FCA fines ED&F Man £17mn over its role in ‘cum-ex’ tax scandal

The UK markets regulator has fined broker ED&F Man Capital Markets £17.2mn for its role in the “cum-ex” trading affair, marking the largest penalty imposed by British authorities for one of Europe’s largest tax scandals.

The Financial Conduct Authority on Monday fined the London broker for “serious failings” in its oversight of trading schemes that allowed clients to illegitimately reclaim tax on dividends in Denmark.

The regulator said ED&F Man had earned £5.1mn in fees as it oversaw the trading strategies, which resulted in at least £20mn in illegitimate claims to the Danish tax authorities between 2012 and 2015.

Regulators and tax authorities around Europe have followed a trail that stretches across the continent to Dubai, in which watchdogs have accused brokers of orchestrating a dodge for their clients that deprived authorities of billions of dollars in tax.

They have been accused of running a scheme in which brokers bought shares just before the cut-off date that established dividend payments, and obscured their ownership in different countries. Share ownership before and after dividend right cut-off dates is known in financial markets as “cum” and “ex”.

Governments in countries including Denmark, Germany and France were then duped into rebating billions of euros in dividend taxes that had never been paid.

“It is completely unacceptable for authorised firms to make money from this kind of trading,” said Therese Chambers, joint executive director of enforcement and market oversight at the FCA.

ED&F Man, one of the oldest commodities brokers in London, was bought by rival Marex last year after falling into financial difficulties.

“The FCA’s action relates to a legacy business area that was shut down by [us] in 2015. It was specifically excluded from the sale of assets to Marex and is a contingent liability that was ringfenced as part of that transaction,” ED&F Man said.

The FCA said ED&F Man had “enabled significant volumes of dividend arbitrage trading on behalf of clients”.

The broker set up an unregulated equity trading business in Dubai, and traded in the over-the-counter market, where large deals can be struck away from a transparent stock exchange.
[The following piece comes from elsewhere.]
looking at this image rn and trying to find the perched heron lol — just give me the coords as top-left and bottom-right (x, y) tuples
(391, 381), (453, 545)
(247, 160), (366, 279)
Monday’s fine is the largest the FCA has imposed on London-based firms. In 2021, it fined interdealer broker Sunrise Brokers, now part of BCG Partners, £642,000 for facilitating suspicious trades. Smaller brokers Sapien Capital and TJM were fined £178,000 and £2mn respectively for their roles in the scandal.

The regulator added it was still investigating other UK-based brokers for similar failings.

The regulator said ED&F Man had “inadequate compliance checks”; the compliance team did not have the necessary expertise to review the trading, and it had failed to ensure trading was legitimate. The FCA added that the company’s compliance team had “limited understanding” of dividend arbitrage trading and believed it to be “essentially ’risk free”.